The Portuguese economy would have to grow, on average, between 3.1% and 3.8% to join the top half of the richest countries in the European Union, concludes a study by the Faculty of Economics of the University of Porto. Reaching that pace requires structural reforms that boost GDP, the authors argue. Without a change in policies, Portugal will sink even further in the table, falling to 25th position, according to a report by ECO.
The study by the Office of Economic, Business and Public Policy Studies (G3E2P), at the Faculty of Economics of the University of Porto (FEP), argues that the simple growth average of European Union (EU) countries be adopted – or, if superior, the median – “as a new strategic base reference to overcome, constituting a primordial structural reform”.
The use of the simple average is justified by the fact that the growth of the bloc of 27, as a whole, largely reflects the high weight of the three largest economies (Germany, France and Italy), “which have long been one of the less dynamic.” This reduces the growth of the EU and even more so of the Euro Zone, the latter often used as a reference by the Bank of Portugal.
Higher standard of living
“To achieve a higher standard of living and population as quickly as possible requires ambition and consistent policies in terms of economic growth, which implies, from the outset, choosing a benchmark with an ambitious and appropriate growth dynamic to compare ourselves to,” defend economists Nuno Torres and Óscar Afonso, authors of the study that is part of the second chapter of the publication Economy and companies: trends, perspectives and proposals.

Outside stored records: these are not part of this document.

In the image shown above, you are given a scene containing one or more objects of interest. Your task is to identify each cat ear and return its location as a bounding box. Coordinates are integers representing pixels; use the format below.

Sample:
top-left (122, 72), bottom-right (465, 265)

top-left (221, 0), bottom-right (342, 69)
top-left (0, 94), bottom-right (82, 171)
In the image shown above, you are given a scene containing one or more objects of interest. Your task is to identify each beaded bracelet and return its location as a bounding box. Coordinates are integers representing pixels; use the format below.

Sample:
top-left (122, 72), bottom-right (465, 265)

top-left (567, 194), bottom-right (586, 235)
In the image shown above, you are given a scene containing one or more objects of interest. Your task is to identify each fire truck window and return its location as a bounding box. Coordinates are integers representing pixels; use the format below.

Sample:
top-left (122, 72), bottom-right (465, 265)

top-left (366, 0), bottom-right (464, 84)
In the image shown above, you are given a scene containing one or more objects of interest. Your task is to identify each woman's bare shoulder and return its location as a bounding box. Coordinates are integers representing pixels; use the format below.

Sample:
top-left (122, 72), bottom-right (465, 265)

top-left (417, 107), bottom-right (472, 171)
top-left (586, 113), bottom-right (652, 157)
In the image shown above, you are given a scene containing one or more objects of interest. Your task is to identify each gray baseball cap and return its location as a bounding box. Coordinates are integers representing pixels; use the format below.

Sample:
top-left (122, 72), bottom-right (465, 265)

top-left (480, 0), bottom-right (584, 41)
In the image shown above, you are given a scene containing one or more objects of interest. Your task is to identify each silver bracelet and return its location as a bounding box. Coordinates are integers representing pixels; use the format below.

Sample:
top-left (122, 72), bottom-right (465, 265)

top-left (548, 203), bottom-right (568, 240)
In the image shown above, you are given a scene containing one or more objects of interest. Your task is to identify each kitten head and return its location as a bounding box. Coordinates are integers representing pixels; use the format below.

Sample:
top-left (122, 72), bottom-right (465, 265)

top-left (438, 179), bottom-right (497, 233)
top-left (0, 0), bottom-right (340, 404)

The latter is director of the FEP and participated in the preparation of the PSD’s economic program.
By adopting this benchmark, Portugal would, in the long term, be able to reach not only the bloc’s simple average, but also enter half of the countries with the highest standard of living by 2033, in 13th position. It is currently in 20th place.
Getting there requires an annual economic growth rate of between 1.4 and 1.5 percentage points above the simple average of EU countries over the next decade, using projections for the evolution of potential GDP from the European Commission’s Aging Report 2024. In other words, the economy would have to grow 3.1% per year.